Hope Road is muddy and deeply rutted from the heavy summer
rains. Our drive is laborious, our
snail’s pace symbolic of the long road of transformation experienced by the
families living and working at the transfer station at Magisterio, a village on
the outskirts of Puerto Vallarta.
This seems an unlikely place for the new construction of a 70+ unit
apartment building, an adjacent community center, classrooms, laundromat and
soccer field/basketball court. Rounding
a curve in the road the project looms up, its juxtaposition as powerful as
the hope of the aspiring tenants. The work accomplished by the non-profit
Families at the Dump since my visit in April is amazing. (www.familiesatthedump.com) The
Foundation has worked for years to break this cycle of poverty, a
testament to their constancy and dedication.
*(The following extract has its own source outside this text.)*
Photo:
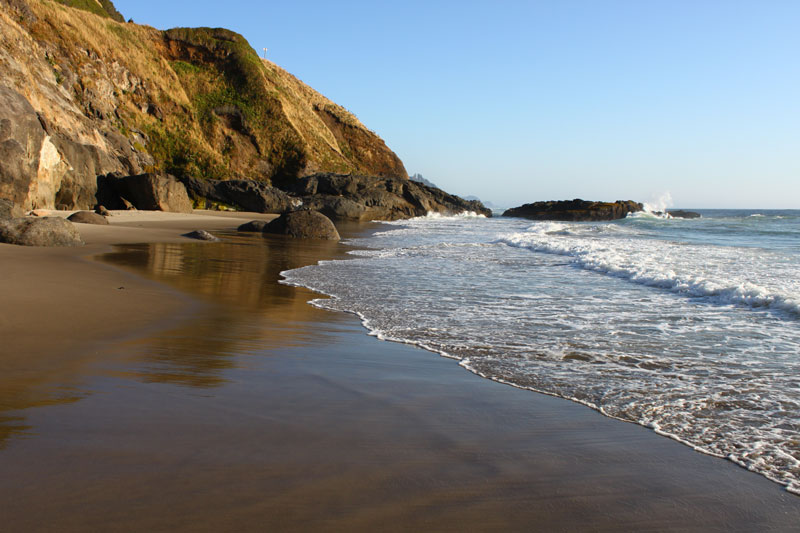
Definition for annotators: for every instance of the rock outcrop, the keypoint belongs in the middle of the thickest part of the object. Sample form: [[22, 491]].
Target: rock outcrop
[[303, 224], [201, 235], [362, 198], [257, 226], [575, 210], [241, 195], [45, 231], [88, 217], [83, 94], [151, 192], [682, 213], [9, 210]]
Kids are sponsored in school,
adults are learning new job skills, micro-loans are providing small business
startups, a daycare center provides lunches, kids are engaged in art and games
at the activity center, a computer classroom connects them to the world. And
sometime within the next year families who have demonstrated the greatest
desire to change their lives, who have applied themselves and focused their
hearts and minds on a better life will leave their shanties and move into these
new apartments with running water, toilets, refrigerators, cooktops, tile
floors, ceiling fans, beds to sleep in, chairs to sit in, a table at which to
eat, doors and windows, and walls that don’t flutter in the wind or leak during
torrential downpours.
I volunteered at the community center on a hot, humid day
when there was a lot to do. Four of us
spread the load. We served lunch, a
pasta salad that we scooped up and slathered on tortillas, to about 50 kids but
only after inspecting the small hands of each child confirming that they had used
the wash station outside the lunchroom.
We washed dishes changing the cold, soapy water several times, re-using
the plates so that everyone had a meal.
For some, it would be the only one of the day. We spent time in the activity center making
Halloween masks, with the kindergarten class learning numbers, and joined the
middle school kids for belly dancing and yoga before they left for their
afternoon sessions. In the coming weeks, I’ll be teaching English during the
morning session.
Once again, I left this amazing place awed by the strength
of the human spirit and the fundamental goodness of humankind.